CN112540718A - Sparse matrix storage method for Schenk core architecture - Google Patents
Sparse matrix storage method for Schenk core architecture Download PDFInfo
- Publication number
- CN112540718A CN112540718A CN201910898286.2A CN201910898286A CN112540718A CN 112540718 A CN112540718 A CN 112540718A CN 201910898286 A CN201910898286 A CN 201910898286A CN 112540718 A CN112540718 A CN 112540718A
- Authority
- CN
- China
- Prior art keywords
- core
- sparse matrix
- many
- column
- computing
- Prior art date
- Legal status (The legal status is an assumption and is not a legal conclusion. Google has not performed a legal analysis and makes no representation as to the accuracy of the status listed.)
- Withdrawn
Links
Images
Classifications
-
- G—PHYSICS
- G06—COMPUTING; CALCULATING OR COUNTING
- G06F—ELECTRIC DIGITAL DATA PROCESSING
- G06F3/00—Input arrangements for transferring data to be processed into a form capable of being handled by the computer; Output arrangements for transferring data from processing unit to output unit, e.g. interface arrangements
- G06F3/06—Digital input from, or digital output to, record carriers, e.g. RAID, emulated record carriers or networked record carriers
- G06F3/0601—Interfaces specially adapted for storage systems
- G06F3/0628—Interfaces specially adapted for storage systems making use of a particular technique
- G06F3/0638—Organizing or formatting or addressing of data
Landscapes
- Engineering & Computer Science (AREA)
- Theoretical Computer Science (AREA)
- Human Computer Interaction (AREA)
- Physics & Mathematics (AREA)
- General Engineering & Computer Science (AREA)
- General Physics & Mathematics (AREA)
- Complex Calculations (AREA)
Abstract
The invention discloses a sparse matrix storage method facing a Shenwei many-core architecture, wherein a many-core processor consists of 4 heterogeneous groups, each heterogeneous group comprises a master core, a slave core cluster consisting of 64 slave cores, a heterogeneous group interface and a storage controller, and the whole chip is provided with 260 computing cores; the sparse matrix storage format comprises the steps of: s1, grouping the sparse matrix on a core group array of the Shenwei many-core processor according to rows, grouping a plurality of rows from each secondary core, and grouping 64 secondary cores into 64 groups; and S2, compressing and storing the non-zero elements of the sparse matrix in each group according to columns, compressing column coordinates by storing the number of the non-zero elements contained in each column of the sparse matrix, and storing column indexes, row coordinates and non-zero element values. The invention can provide a uniform data organization form for the whole process solving of the application software based on the many-core processor, thereby improving the adaptability of the problem to the architecture of the Shenwei many-core.
Description
Technical Field
The invention belongs to the technical field of scientific computing, and particularly relates to a sparse matrix storage method for a Schenwark kernel architecture.
Background
Sparse matrices are key data structures and performance bottlenecks in numerical simulation calculations in many fields of natural and social sciences. Since the non-zero elements in the sparse matrix are extremely rare, the sparse matrix cannot be stored in a two-dimensional array according to a general dense matrix storage mode. So far, there has been considerable work on how to store a Sparse matrix, the most basic storage methods COO (coordinate list), CSR (Sparse Row compression), CSC (Sparse Column compression), ELLPACK, etc.

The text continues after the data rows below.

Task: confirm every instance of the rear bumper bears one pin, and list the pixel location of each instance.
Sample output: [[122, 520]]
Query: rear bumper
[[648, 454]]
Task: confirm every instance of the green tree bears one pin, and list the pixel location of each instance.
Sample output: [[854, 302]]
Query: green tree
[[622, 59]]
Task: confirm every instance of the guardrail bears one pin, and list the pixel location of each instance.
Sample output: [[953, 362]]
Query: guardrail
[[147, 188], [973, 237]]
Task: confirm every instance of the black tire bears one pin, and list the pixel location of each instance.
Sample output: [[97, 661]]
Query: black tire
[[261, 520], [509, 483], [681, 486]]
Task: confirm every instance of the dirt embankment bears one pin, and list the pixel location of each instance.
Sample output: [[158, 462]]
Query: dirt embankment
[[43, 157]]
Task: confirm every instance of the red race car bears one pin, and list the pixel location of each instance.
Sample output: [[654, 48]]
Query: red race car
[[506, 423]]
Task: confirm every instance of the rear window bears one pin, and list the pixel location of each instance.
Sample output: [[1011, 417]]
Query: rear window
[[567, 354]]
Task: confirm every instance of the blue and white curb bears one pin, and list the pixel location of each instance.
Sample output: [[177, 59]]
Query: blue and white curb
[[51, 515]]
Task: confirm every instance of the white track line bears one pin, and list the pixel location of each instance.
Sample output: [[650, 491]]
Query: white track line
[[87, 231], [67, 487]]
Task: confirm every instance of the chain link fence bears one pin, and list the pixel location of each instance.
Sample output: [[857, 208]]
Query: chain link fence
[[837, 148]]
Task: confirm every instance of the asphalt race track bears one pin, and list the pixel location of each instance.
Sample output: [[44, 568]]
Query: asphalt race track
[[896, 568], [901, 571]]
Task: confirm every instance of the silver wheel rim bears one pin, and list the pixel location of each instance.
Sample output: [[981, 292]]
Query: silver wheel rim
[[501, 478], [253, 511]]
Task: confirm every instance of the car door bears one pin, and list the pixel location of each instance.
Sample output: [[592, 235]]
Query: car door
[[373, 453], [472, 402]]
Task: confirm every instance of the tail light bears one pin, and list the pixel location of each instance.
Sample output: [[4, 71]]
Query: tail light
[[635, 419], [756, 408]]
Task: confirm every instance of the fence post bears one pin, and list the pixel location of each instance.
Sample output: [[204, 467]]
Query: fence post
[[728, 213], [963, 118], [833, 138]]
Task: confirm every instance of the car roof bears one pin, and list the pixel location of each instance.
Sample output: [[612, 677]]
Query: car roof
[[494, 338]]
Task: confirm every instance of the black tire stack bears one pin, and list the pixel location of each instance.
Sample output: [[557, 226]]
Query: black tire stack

In recent years, a heterogeneous architecture high-performance computing platform based on a many-core processor gradually becomes mainstream, the number of processor cores is increased, the vectorization length is increased, and the number of cache levels and the capacity are enhanced. Under a new computer architecture, the traditional sparse matrix application oriented to the multi-core CPU cannot increase the ship height with the improvement of hardware performance, and a new sparse matrix storage mode and a corresponding parallel algorithm must be researched on the basis of an Shenzhong core processor.
Based on a GPU, new sparse matrix storage formats and algorithms such as a HYB mixed format, an ELL-R method, an ELL method, a CSMR format, a BCCOO format and the like gradually appear, but the formats and the algorithms are not suitable for the Schenwarren core architecture. In order to improve the computing performance of the sparse matrix algorithm based on an Schenwein core processor, a new sparse matrix storage format needs to be researched.
When a large sparse matrix stored according to a traditional storage format is used for matrix operation by using a many-core processor, the problems of discrete access, write conflict, poor data reusability, unbalanced load and the like are faced. Some application software based on the Schenweiman core architecture locally optimizes certain sparse matrix operation according to specific sparse matrix characteristics, and the sparse matrix operation needs to be restored to an original matrix format after being finished, so that on one hand, the conversion cost of a matrix storage type cannot be avoided, and on the other hand, the integrity of the application software is damaged.
Disclosure of Invention
The invention aims to provide a sparse matrix storage method for an application-oriented numerous-core architecture, and the sparse matrix storage format can provide a uniform data organization form for the whole process solving of application software based on a many-core processor, so that the adaptability of the problem to the application-oriented numerous-core architecture is improved.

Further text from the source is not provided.